In fact, the nuclear powers continue to present the reduction of nuclear warheads as a step towards disarmament. But this is sleight of hand. Nuclear arms reduction has actually become a substitute for disarmament. In his 2009 address to the United Nations General Assembly, then-British PM Gordon Brown proposed a “grand global bargain between nuclear weapon and non-nuclear weapons states” in which “all nuclear weapons states … reciprocally play their part in reducing nuclear weapons as part of an agreement by non-nuclear states to renounce them”. He then falsely declared that this was “exactly what the Non-Proliferation Treaty intended”, suggesting Article VI’s disarmament requirement was fulfilled by a Britain with three nuclear subs rather than four.

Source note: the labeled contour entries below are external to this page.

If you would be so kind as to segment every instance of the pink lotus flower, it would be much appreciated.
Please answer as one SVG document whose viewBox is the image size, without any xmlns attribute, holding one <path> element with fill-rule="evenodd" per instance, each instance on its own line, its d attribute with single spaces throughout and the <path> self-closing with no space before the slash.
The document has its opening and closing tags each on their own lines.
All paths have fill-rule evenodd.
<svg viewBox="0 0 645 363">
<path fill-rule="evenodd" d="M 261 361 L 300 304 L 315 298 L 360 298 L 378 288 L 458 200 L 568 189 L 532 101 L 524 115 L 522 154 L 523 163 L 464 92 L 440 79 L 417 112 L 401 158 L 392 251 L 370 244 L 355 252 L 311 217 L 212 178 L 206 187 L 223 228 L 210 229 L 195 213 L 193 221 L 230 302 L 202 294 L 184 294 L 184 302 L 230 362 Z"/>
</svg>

Whatever the outcome, the Ukraine war is unlikely, by itself, to increase the appetite for disarmament. However, that does not mean it does not present an opportunity. For the last half-century, the NPT has been primarily concerned with stopping more countries from getting nuclear weapons. The Ukraine conflict opens up the possibility of a more inclusive conversation on disarmament that recognises that a nuclear-free world should not be an aspiration with an indefinite timeline. With the Tenth NPT Review Conference scheduled for August, it should be an opportunity to shine the spotlight on the dangers posed by the refusal of nuclear weapons states to disarm.

The views expressed in this article are the author’s own and do not necessarily reflect Al Jazeera’s editorial stance.